Healing and healing rates of chronic wounds in the age of molecular pathogen diagnostics.
MedLine Citation:
PMID:  20616768     Owner:  NLM     Status:  MEDLINE    
OBJECTIVE: To compare healing outcomes at a wound healing centre both before and after the introduction of molecular pathogen diagnostics. METHOD: An IT consultant was recruited to analyse the medical records of patients at a wound healing centre, comparing patient groups from 2007 and 2009 - before and after the introduction of comprehensive molecular pathogen diagnostic methods. RESULTS: Before the implementation of molecular diagnostics, 244/503 patients (48.5%) healed completely, while after implementation 298/479 patients (62.4%) healed. Furthermore, based on survival analysis and after controlling for potential confounding factors, time to healing was significantly shorter in 2009 than 2007 (p<0.05).
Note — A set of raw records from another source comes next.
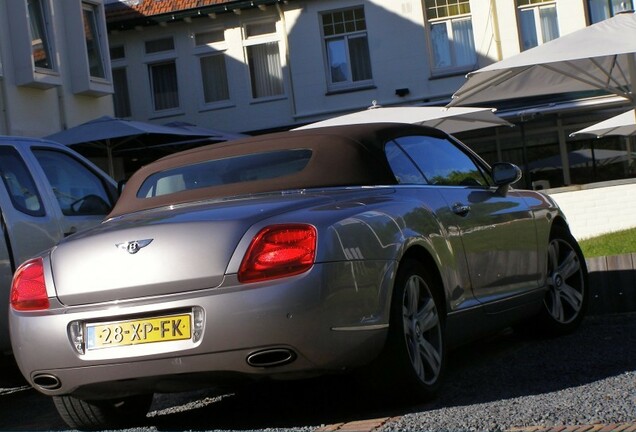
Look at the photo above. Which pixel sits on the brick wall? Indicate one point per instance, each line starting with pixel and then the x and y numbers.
pixel 598 208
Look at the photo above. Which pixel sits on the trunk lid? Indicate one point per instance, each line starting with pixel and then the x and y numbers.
pixel 161 251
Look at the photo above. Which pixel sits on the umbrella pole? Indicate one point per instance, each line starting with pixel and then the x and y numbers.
pixel 109 155
pixel 524 155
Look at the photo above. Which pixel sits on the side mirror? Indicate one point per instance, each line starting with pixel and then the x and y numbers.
pixel 120 186
pixel 504 174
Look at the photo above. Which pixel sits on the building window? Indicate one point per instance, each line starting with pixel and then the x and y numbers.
pixel 117 52
pixel 159 45
pixel 263 59
pixel 210 47
pixel 40 41
pixel 121 97
pixel 537 22
pixel 600 10
pixel 163 82
pixel 214 78
pixel 93 39
pixel 451 30
pixel 162 71
pixel 347 48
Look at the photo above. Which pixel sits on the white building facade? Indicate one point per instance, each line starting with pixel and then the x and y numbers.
pixel 254 66
pixel 54 65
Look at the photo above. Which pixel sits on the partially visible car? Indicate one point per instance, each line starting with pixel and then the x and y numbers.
pixel 291 255
pixel 47 192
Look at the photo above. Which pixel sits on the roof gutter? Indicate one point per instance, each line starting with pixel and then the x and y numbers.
pixel 198 12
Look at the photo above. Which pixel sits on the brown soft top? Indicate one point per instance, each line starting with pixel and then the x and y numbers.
pixel 351 155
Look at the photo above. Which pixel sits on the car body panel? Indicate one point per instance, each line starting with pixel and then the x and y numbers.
pixel 488 263
pixel 27 234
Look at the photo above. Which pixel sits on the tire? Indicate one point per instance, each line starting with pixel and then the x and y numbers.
pixel 102 414
pixel 566 300
pixel 415 354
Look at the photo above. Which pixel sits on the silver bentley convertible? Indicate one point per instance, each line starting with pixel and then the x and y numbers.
pixel 291 255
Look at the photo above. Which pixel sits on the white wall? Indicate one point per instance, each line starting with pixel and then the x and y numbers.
pixel 40 110
pixel 598 208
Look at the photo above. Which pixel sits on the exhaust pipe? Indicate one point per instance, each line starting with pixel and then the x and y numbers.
pixel 271 357
pixel 47 382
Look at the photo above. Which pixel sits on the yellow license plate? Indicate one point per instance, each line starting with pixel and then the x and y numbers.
pixel 138 331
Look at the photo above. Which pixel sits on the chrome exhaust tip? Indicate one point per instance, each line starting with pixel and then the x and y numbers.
pixel 47 382
pixel 271 357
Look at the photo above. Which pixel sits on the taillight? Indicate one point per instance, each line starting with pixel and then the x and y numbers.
pixel 28 290
pixel 279 251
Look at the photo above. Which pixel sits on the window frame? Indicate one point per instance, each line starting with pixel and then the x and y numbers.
pixel 90 15
pixel 346 36
pixel 610 6
pixel 120 63
pixel 160 58
pixel 24 70
pixel 79 64
pixel 211 49
pixel 538 28
pixel 449 19
pixel 263 39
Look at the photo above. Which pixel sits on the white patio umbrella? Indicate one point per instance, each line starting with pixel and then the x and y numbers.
pixel 111 134
pixel 598 57
pixel 450 120
pixel 623 124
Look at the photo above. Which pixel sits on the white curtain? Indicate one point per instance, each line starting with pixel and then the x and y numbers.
pixel 359 54
pixel 265 70
pixel 464 43
pixel 549 24
pixel 441 46
pixel 214 78
pixel 164 85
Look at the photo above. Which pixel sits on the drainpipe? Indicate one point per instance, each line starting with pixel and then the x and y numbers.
pixel 281 15
pixel 4 106
pixel 495 28
pixel 61 106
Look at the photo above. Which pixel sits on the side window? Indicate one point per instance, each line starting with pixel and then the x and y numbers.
pixel 19 183
pixel 79 191
pixel 442 162
pixel 402 166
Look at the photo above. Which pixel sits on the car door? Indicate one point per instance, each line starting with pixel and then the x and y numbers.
pixel 27 226
pixel 83 195
pixel 497 231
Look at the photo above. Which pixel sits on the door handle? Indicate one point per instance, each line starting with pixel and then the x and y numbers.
pixel 461 209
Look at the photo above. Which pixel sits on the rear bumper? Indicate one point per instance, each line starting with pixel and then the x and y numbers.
pixel 333 317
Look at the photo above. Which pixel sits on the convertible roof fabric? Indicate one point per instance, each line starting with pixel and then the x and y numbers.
pixel 350 155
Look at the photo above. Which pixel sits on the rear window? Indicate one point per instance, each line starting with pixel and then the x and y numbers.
pixel 226 171
pixel 19 183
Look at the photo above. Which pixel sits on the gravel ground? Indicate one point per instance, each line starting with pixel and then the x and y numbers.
pixel 588 377
pixel 501 383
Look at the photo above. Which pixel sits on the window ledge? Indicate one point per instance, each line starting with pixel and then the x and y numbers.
pixel 215 107
pixel 350 90
pixel 40 80
pixel 449 73
pixel 268 99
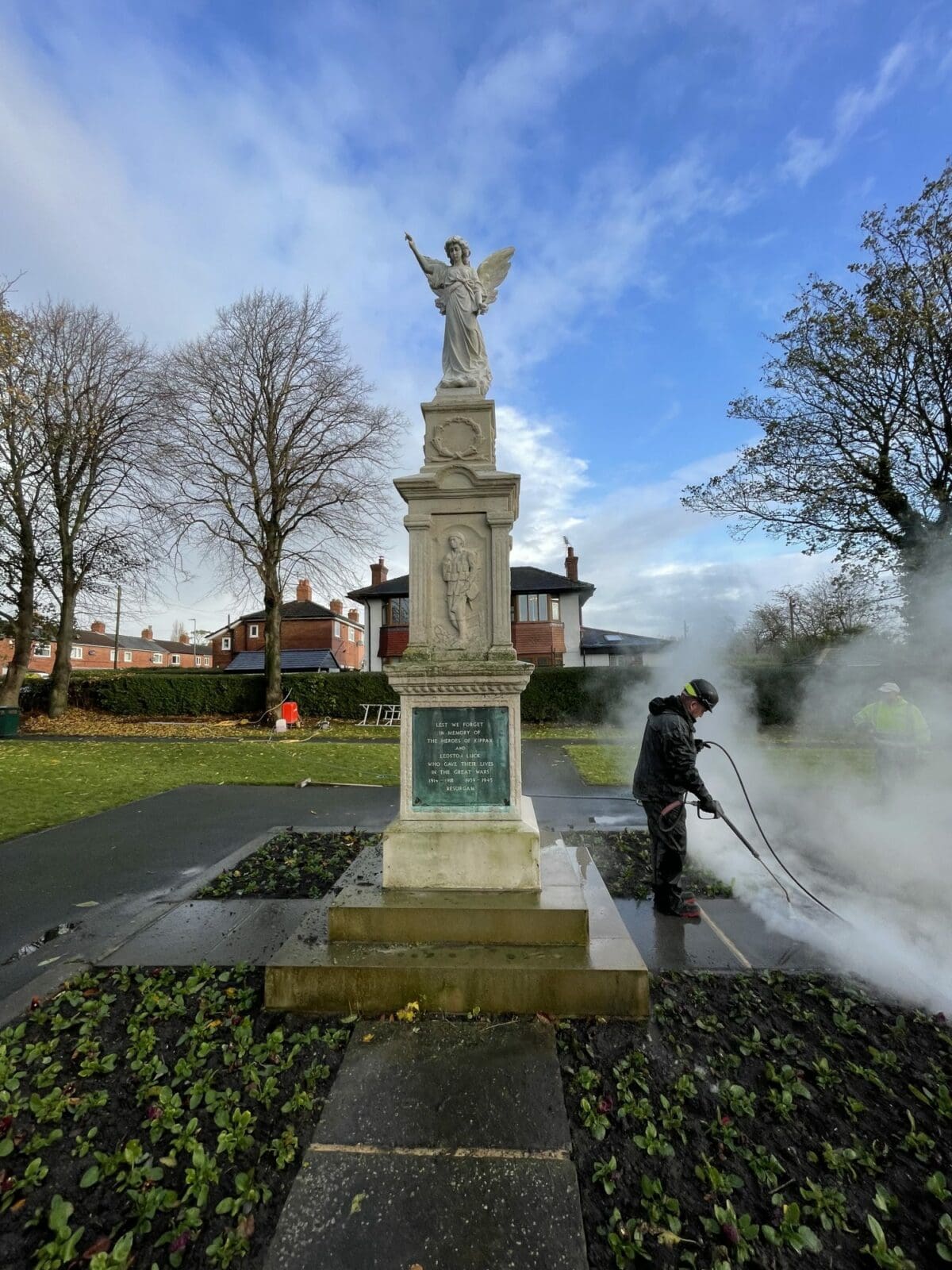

Specifically, biofilm-based wound care, along with the implementation of comprehensive molecular diagnostics for venous leg ulcers, pressure ulcers and diabetic foot ulcers and all wounds combined showed, respectively, 21%, 23%, 25% and 22% reductions in the time to healing. In addition, after implementing molecular diagnostics, the use of expensive fi rst-line antibiotics also declined in 2009, while a broader range of targeted antibiotics was used. CONCLUSION: The results of modern molecular pathogen diagnostic applications allow comprehensive evaluation of the microbial bioburden in chronic wounds. This comprehensive diagnostic in turn has led to a more precise and targeted therapeutic approach to wound care. With the comprehensive nature of molecular diagnostics future advances in topical patient specific therapeutics are now possible.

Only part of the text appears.